WASHINGTON, Dec. 25 -- While the transitions from presidents of one party to one elected from the same party have generally been smooth, the pattern for vice presidents has been quite different. In general, 19th century vice presidents did badly, while 20th century vice presidents had a much easier time.
And yet most vice presidents in both centuries were selected for "ticket-balancing," and therefore had quite different politics from the men they replaced. And most of them had little to do with exercising the power of the presidency until its responsibilities were suddenly thrust upon them.
What, then, accounts for the differences?

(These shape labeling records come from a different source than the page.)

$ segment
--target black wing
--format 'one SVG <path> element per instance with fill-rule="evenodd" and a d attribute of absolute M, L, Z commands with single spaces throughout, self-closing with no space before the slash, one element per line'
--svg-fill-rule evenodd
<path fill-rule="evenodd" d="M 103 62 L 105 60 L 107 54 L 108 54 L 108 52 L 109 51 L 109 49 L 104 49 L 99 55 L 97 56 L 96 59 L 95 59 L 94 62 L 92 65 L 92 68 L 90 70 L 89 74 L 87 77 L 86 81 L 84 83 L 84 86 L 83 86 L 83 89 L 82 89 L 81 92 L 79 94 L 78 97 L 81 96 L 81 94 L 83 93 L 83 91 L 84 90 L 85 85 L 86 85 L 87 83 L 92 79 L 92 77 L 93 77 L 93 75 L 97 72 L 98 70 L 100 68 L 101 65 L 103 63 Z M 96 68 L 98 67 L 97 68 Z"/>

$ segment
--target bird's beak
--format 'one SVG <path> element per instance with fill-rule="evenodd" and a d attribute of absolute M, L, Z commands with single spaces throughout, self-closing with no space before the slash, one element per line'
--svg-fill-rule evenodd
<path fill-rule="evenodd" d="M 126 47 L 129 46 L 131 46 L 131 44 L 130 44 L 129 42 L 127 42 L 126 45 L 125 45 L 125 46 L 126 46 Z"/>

The first such transition happened in 1841. The Whig victory of 1840 did not last long. Their victorious candidate William Henry Harrison ("Tippiecanoe"), the oldest man ever elected to a first term, delivered the longest inaugural in American history in the freezing rain and died of pneumonia a month later to be succeeded by John Tyler ("Tyler too"), a state's rights Democrat.

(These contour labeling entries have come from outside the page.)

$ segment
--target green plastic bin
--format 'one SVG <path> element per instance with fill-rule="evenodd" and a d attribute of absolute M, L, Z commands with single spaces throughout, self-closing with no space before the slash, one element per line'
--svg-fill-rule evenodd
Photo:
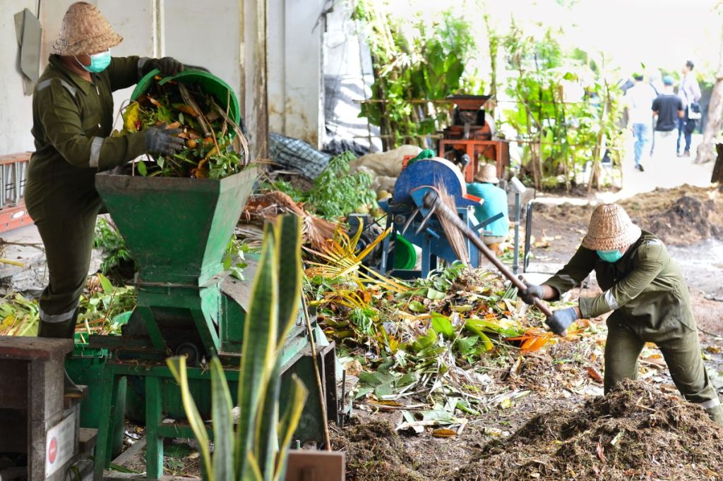
<path fill-rule="evenodd" d="M 131 313 L 123 313 L 114 318 L 114 322 L 128 322 Z M 90 349 L 83 342 L 80 333 L 75 334 L 73 355 L 65 361 L 68 376 L 76 384 L 88 386 L 88 394 L 80 403 L 80 427 L 98 429 L 100 424 L 100 395 L 103 391 L 103 372 L 108 350 Z M 124 420 L 126 407 L 126 380 L 118 384 L 116 399 L 116 416 L 113 420 L 113 456 L 120 454 L 123 448 Z"/>
<path fill-rule="evenodd" d="M 154 77 L 160 73 L 161 71 L 156 69 L 150 71 L 145 77 L 141 79 L 136 84 L 135 89 L 133 90 L 133 93 L 131 94 L 131 100 L 137 100 L 139 97 L 145 93 L 153 82 L 155 82 Z M 239 98 L 234 93 L 234 89 L 229 87 L 228 84 L 213 74 L 210 74 L 202 70 L 189 69 L 176 75 L 165 77 L 158 80 L 158 84 L 163 85 L 171 80 L 182 83 L 199 84 L 203 87 L 204 90 L 215 97 L 216 101 L 218 102 L 218 105 L 221 107 L 226 108 L 226 103 L 230 100 L 231 105 L 228 106 L 228 116 L 236 124 L 239 126 L 241 125 L 241 107 L 239 105 Z M 228 131 L 228 134 L 231 136 L 235 135 L 234 129 Z"/>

Tyler demanded that he be called president, not "acting president," and his view of the office prevailed.
Tyler vetoed the legislation of the Whig Congressional majorities, and his entire Cabinet resigned. He spent the rest of his presidency trying to win the Democratic nomination for 1844, recruiting John C. Calhoun as secretary of state, and doing his best to annex Texas.
During the lame-duck session after the election of James K. Polk as his successor, Tyler accepted the treaty to annex Texas on the basis of a probably unconstitutional joint resolution of Congress instead of the two-thirds vote required by the Constitution to approve treaties. And that same lame duck Congress also, designated the first Tuesday after the first Monday in November as the uniform Election Day for presidential elections.

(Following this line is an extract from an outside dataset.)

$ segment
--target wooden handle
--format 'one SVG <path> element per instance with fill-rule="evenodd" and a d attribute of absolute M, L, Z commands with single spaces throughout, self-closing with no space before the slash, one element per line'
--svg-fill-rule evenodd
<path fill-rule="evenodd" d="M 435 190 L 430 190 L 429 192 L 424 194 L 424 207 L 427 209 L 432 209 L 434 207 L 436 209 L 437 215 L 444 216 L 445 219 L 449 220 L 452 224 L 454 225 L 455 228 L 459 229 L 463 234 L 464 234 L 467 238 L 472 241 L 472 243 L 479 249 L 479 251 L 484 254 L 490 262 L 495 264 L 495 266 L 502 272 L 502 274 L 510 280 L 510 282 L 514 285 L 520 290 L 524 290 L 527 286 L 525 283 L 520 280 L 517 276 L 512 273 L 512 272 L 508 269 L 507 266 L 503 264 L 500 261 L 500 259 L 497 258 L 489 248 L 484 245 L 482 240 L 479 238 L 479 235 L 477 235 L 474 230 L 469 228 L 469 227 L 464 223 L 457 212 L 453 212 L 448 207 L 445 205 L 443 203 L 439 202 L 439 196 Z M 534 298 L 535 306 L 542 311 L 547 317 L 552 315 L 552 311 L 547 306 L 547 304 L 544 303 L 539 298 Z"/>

The chaos of Tyler's presidency was duplicated by the next two presidents who came to office by reason of the death of the elected occupant -- Millard Fillmore and Andrew Johnson. Zachary Taylor's opposition to the Compromise of 1850 was reversed by his successor when he took power on July 9, 1850. As a result, patronage appointments for the entire term from 1849 through 1853 were in flux. Fillmore ended up by running as the "Know-Nothing" candidate for president in 1856, carrying the single state of Maryland.
As for Johnson, he was a "State's Rights" Southern Democrat who shared nothing with Lincoln except his poverty-stricken background and his opposition to secession. Within a year of his accession to the presidency, he found himself in total opposition to the Republican majorities in Congress, and, after trying to defeat them in the 1866 election and failing, found the entire program of Reconstruction passed over his vetoes, himself impeached, and saved from conviction by a single vote.
Chester Arthur, the "star" of the Stalwart Republicans, was in an equally unfortunate position when he became president in 1881. His predecessor, James Garfield, had been murdered by a man who shouted "Now a Stalwart will be president!" Garfield's whole Cabinet left office with his death. Of necessity, Arthur had to rule against his inclinations, as something of a reformer, and the first civil service law of the United States, the Pendleton Act, was passed under his administration.
The record of 20th century vice-presidents was much better. William McKinley was shot in Buffalo on September 6, 1901, and died 8 days later. Teddy Roosevelt kept the core of McKinley's Cabinet, but soon struck off in a new direction, and made everyone in America forget that McKinley ever existed.
Warren G. Harding's death in San Francisco in 1923 was equally unexpected, but Calvin Coolidge, like TR, kept the core of his predecessor's Cabinet while purging the corrupt members and getting re-elected easily.
Harry S. Truman didn't even know that the atomic bomb existed when he assumed the presidency in 1945, and he did replace FDR's Cabinet with his own choices. His first year in office did not go well, and his party was crushed in the 1946 mid-term elections, but, after that, Truman recovered well enough to get re-elected in 1948.
John Kennedy's assassination in LBJ's home state of Texas kept lots of later conspiracy theorists busy, but Johnson followed the successful course of TR and Coolidge, keeping the core of his predecessor's Cabinet while carving out an independent version of Kennedy's path. He was re-elected easily, but, like Truman, got into an unsuccessful Asian war during his second term.
As for Richard Nixon, his resignation from office left him succeeded by the man he himself had picked, Gerald Ford. Ford's accession to the presidency was widely hailed, but his pardon of Nixon thrust his presidency into trouble, and despite a strong recovery, Ford was defeated when he ran for re-election.
In the case of vice-presidential successions, it is obvious that there has been a huge change from one century to the next. It's partly due to the fact that modern parties are more ideologically coherent than their earlier predecessors, and it's partly due to the fact that modern communications make it possible for vice presidents who are suddenly thrust into power to become far better known than they used to be.